When you conduct a research project, you must ensure that you don’t select on the dependent variable. Doing so will create a risk that you produce biased results. I’m thinking about this because I’m reading the excellent Thinking Clearly with Data: A Guide to Quantitative Reasoning and Analysis by Ethan Bueno de Mesquita and Anthony Fowler (BF).

Let’s list out three simple examples they use for selecting on the dependent variable.

Malcom Gladwell’s 10,000 hours. Gladwell studied successful people and found they tended to invest 10,000 hours of practice into their craft. So…you do the same to be successful. But BF note that Gladwell doesn’t survey non-successful people. Perhaps you find the same rate of 10k hour investment among non-successful individuals as well. In that case, this practice investment is not predictive of success.
School dropouts. The Gates Foundation studied high school dropouts and found that 70% of them found classes boring. So, make high school classes interesting to increase retention? Nope! A national study of high school aged individuals found roughly the same percentage of individuals who did, and did not, drop out found their classes boring.
Terrorism. A study of suicide bombing found them to frequently occur in countries occupied by the US military. But these selected mostly on countries with terrorist attacks. Many countries have been occupied by the US military but not produced suicide bombers (Germany, South Korea, Japan, etc.).

So far so good. Don’t just study a restricted range of your DV. Got it.

…but I actually don’t got it.

This point also relates to issues of selection and conditioning on a collider. In the linked blog post, a spurious negative relationship between conscientiousness and IQ is found among college graduates because college attendance is positively correlated with both conscientiousness and IQ. So one could argue that by restricting the sample to college graduates, you’re partially selecting on the dependent variable (college graduates have slightly higher mean conscientiousness). I think that’s right.

Let’s go back to the HS dropout question.

We don’t want to select on those who drop out of HS because we won’t be able to see whether boredom correlates with the probability of dropping out. Makes sense. But at what point do we stop selecting on the dependent variable? If I’m willing to not thing about this question too much, the answer’s obvious. But when I think about it a bit more seriously, I get thoroughly confused.

We must include individuals who are not simply HS dropouts in our sample to understand the factors that associate with the probability of dropping out. So we include HS grads, perhaps by conducting a nationally representative study of, say, 17-25 year olds, and asking all folks about how boring they found their HS classes (BF found everyone was about equally bored). Easy peasy, lemon squeezy. But is that the only group we should account for?

Consider migration. Every year some number of children under the age of 18 leave the United States. It is highly unlikely the migratory children are representative of the distribution of all key observable and unobservable characteristics that may predict both dropping out of high school and whether a young person finds school classes boring. So a random sample of 18-year-olds who have not migrated probably has some amount of selection that confounds results, right?

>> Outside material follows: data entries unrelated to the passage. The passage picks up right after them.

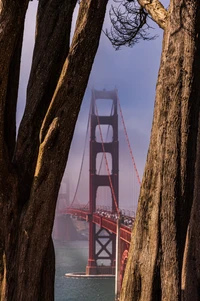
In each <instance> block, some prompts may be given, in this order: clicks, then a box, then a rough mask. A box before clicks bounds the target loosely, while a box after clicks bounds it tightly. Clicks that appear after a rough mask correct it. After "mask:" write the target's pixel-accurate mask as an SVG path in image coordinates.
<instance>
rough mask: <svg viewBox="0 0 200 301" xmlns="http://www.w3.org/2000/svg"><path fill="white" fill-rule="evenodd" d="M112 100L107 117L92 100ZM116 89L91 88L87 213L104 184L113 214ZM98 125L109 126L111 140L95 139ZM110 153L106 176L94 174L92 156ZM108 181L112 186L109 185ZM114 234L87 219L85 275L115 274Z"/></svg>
mask: <svg viewBox="0 0 200 301" xmlns="http://www.w3.org/2000/svg"><path fill="white" fill-rule="evenodd" d="M97 99H101V100H102V101H104V100H105V101H106V100H108V99H109V100H110V99H111V100H112V104H113V113H112V114H111V115H110V116H99V115H98V113H97V110H96V100H97ZM117 106H118V104H117V91H116V90H113V91H106V90H103V91H97V90H93V91H92V100H91V115H90V171H89V173H90V183H89V186H90V187H89V191H90V196H89V207H90V208H89V210H90V214H91V216H92V214H93V213H94V212H95V211H96V209H97V208H96V207H97V206H96V201H97V200H96V198H97V189H98V187H101V186H108V187H110V188H111V190H113V191H114V195H115V198H114V197H113V195H112V212H113V213H116V211H117V209H116V204H117V206H118V194H119V192H118V190H119V142H118V113H117ZM101 125H109V126H112V129H113V139H112V141H111V142H104V144H103V145H102V142H97V140H96V134H95V133H96V127H97V126H99V127H100V126H101ZM104 151H105V152H106V153H110V155H111V157H112V170H111V171H110V176H109V175H99V174H97V166H96V158H97V154H98V153H102V154H103V152H104ZM110 180H111V182H112V187H111V184H110ZM115 248H116V237H115V234H113V233H111V232H110V231H108V230H105V229H102V228H100V229H99V228H98V227H97V226H96V225H95V224H94V223H93V222H92V220H90V221H89V259H88V265H87V267H86V274H87V275H96V274H114V273H115V252H116V251H115ZM100 260H101V261H102V260H103V262H104V261H110V262H109V266H108V265H106V266H104V265H99V264H98V263H99V262H98V261H100Z"/></svg>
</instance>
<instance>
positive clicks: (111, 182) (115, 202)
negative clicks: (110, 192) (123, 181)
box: [95, 103, 120, 215]
mask: <svg viewBox="0 0 200 301" xmlns="http://www.w3.org/2000/svg"><path fill="white" fill-rule="evenodd" d="M95 107H96V116H97V122H98V127H99V133H100V138H101V145H102V150H103V154H104V159H105V163H106V169H107V173H108V179H109V183H110V188H111V192H112V197H113V200H114V204H115V208H116V211H117V214H118V215H119V214H120V211H119V207H118V204H117V200H116V196H115V192H114V188H113V184H112V179H111V173H110V169H109V165H108V160H107V156H106V152H105V147H104V142H103V135H102V131H101V125H100V120H99V114H98V109H97V105H96V103H95Z"/></svg>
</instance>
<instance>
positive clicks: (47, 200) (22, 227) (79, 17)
mask: <svg viewBox="0 0 200 301" xmlns="http://www.w3.org/2000/svg"><path fill="white" fill-rule="evenodd" d="M76 4H77V1H76V0H71V1H68V0H62V1H61V0H45V1H44V0H40V1H39V4H38V12H37V28H36V39H35V47H34V54H33V61H32V68H31V74H30V78H29V83H28V87H27V99H26V108H25V112H24V116H23V118H22V121H21V124H20V128H19V132H18V137H17V139H16V137H15V127H16V124H15V123H16V122H15V115H16V103H17V91H18V82H19V62H20V58H21V46H22V37H23V27H24V19H25V15H26V10H27V6H28V1H21V0H16V1H5V0H0V166H1V169H0V214H1V221H0V300H1V301H16V300H17V301H25V300H26V301H37V300H38V301H41V300H45V301H51V300H54V273H55V262H54V248H53V243H52V239H51V233H52V227H53V221H54V214H55V206H56V200H57V196H58V191H59V187H60V182H61V180H62V176H63V172H64V170H65V165H66V162H67V157H68V152H69V148H70V143H71V139H72V136H73V132H74V127H75V124H76V120H77V116H78V113H79V110H80V106H81V102H82V98H83V96H84V92H85V89H86V86H87V82H88V78H89V74H90V71H91V68H92V64H93V61H94V57H95V54H96V51H97V49H98V44H99V38H100V34H101V28H102V24H103V20H104V16H105V11H106V6H107V0H88V1H81V3H80V7H79V14H78V17H77V23H76V28H75V33H74V36H73V39H72V43H71V45H70V32H71V21H72V15H73V12H74V8H75V5H76ZM19 101H20V100H19Z"/></svg>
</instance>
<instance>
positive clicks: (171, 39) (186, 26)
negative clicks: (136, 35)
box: [120, 0, 200, 301]
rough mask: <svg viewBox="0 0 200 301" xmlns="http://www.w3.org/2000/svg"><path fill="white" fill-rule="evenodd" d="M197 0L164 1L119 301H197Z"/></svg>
mask: <svg viewBox="0 0 200 301" xmlns="http://www.w3.org/2000/svg"><path fill="white" fill-rule="evenodd" d="M199 71H200V2H199V1H189V0H171V1H170V7H169V9H168V20H167V24H166V27H165V30H164V37H163V48H162V57H161V63H160V70H159V75H158V81H157V88H156V100H155V108H154V117H153V125H152V132H151V139H150V146H149V151H148V156H147V162H146V166H145V172H144V177H143V181H142V187H141V192H140V197H139V205H138V211H137V215H136V220H135V225H134V228H133V232H132V241H131V247H130V251H129V257H128V263H127V268H126V272H125V277H124V282H123V287H122V291H121V297H120V300H121V301H136V300H137V301H190V300H194V301H198V300H200V253H199V250H200V243H199V235H200V206H199V200H200V190H199V187H200V183H199V178H200V176H199V175H200V158H199V156H200V144H199V141H200V140H199V139H200V116H199V113H200V77H199Z"/></svg>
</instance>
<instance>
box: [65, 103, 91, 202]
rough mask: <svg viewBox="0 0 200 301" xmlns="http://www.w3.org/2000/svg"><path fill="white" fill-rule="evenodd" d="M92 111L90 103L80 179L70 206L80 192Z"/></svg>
mask: <svg viewBox="0 0 200 301" xmlns="http://www.w3.org/2000/svg"><path fill="white" fill-rule="evenodd" d="M90 113H91V104H90V111H89V115H88V121H87V130H86V136H85V141H84V150H83V155H82V160H81V168H80V172H79V176H78V181H77V185H76V190H75V193H74V197H73V201H72V202H71V204H70V207H71V206H72V205H73V203H74V202H75V198H76V195H77V192H78V187H79V184H80V179H81V174H82V170H83V162H84V158H85V152H86V145H87V137H88V132H89V124H90ZM86 205H87V204H86Z"/></svg>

Consider time. Why restrict your population to today? Many of the factors affecting high school attainment play out across multiple years, multiple decades. Are you selecting on the dependent variable if you select from a year with a disproportionate concentration of non-dropouts? Seems likely.

Consider non-respondents. Obviously not evenly distributed across dropouts and the overly bored.

What reason do we have to not get weirder? What about the deceased? I suspect less educated and more risk tolerant (or more easily bored) individuals are more likely to die at young ages. So wouldn’t their exclusion potentially introduce selection-based bias?

Let’s get even weirder. What about the potential humans, those trillions of zygotic potentialities who didn’t successfully make it to be a physical person and are thus excluded from our sample? Are you telling me the actualized people are a random selection from the broader potentialities? I’m not convinced. But then aren’t we again in a situation where selecting on the actual folks, potentially introducing bias in the association we care about, between HS completion and feeling bored in class? We care more about that association than the observed distribution of humans who won out the competition to be born, right?

I realize that some of these examples are silly. But when I think seriously about this topic, the potential problems introduced by the obvious examples and the ones by the sillier examples don’t feel so terribly distinct.

It seems that the typical response is to handwave and say something like, “think seriously about your question, “use your substantive knowledge of the case” or “be guided by theory.” But I’ve noticed that some of these subtler points of selection, identification, and causality don’t really respond well to arguments such as, “my theory suggests doing X.” Don’t the issues of selection, etc. also suggest that previous research is probably fairly shoddy, so previous knowledge of one’s case, and the theories used to understand it, are likely poor bases for one’s decision making? Seems at least plausible.

In my own research, I’m pretty milquetoast, conventional, and practical when it comes to these questions. I feel pretty confident in deploying and addressing issues of selection on the DV in standard ways that will make the typical social scientist satisfied. But I think the deeper and weirder concerns remain lurking in the shadows, and I don’t have a good answer to the concerns they raise.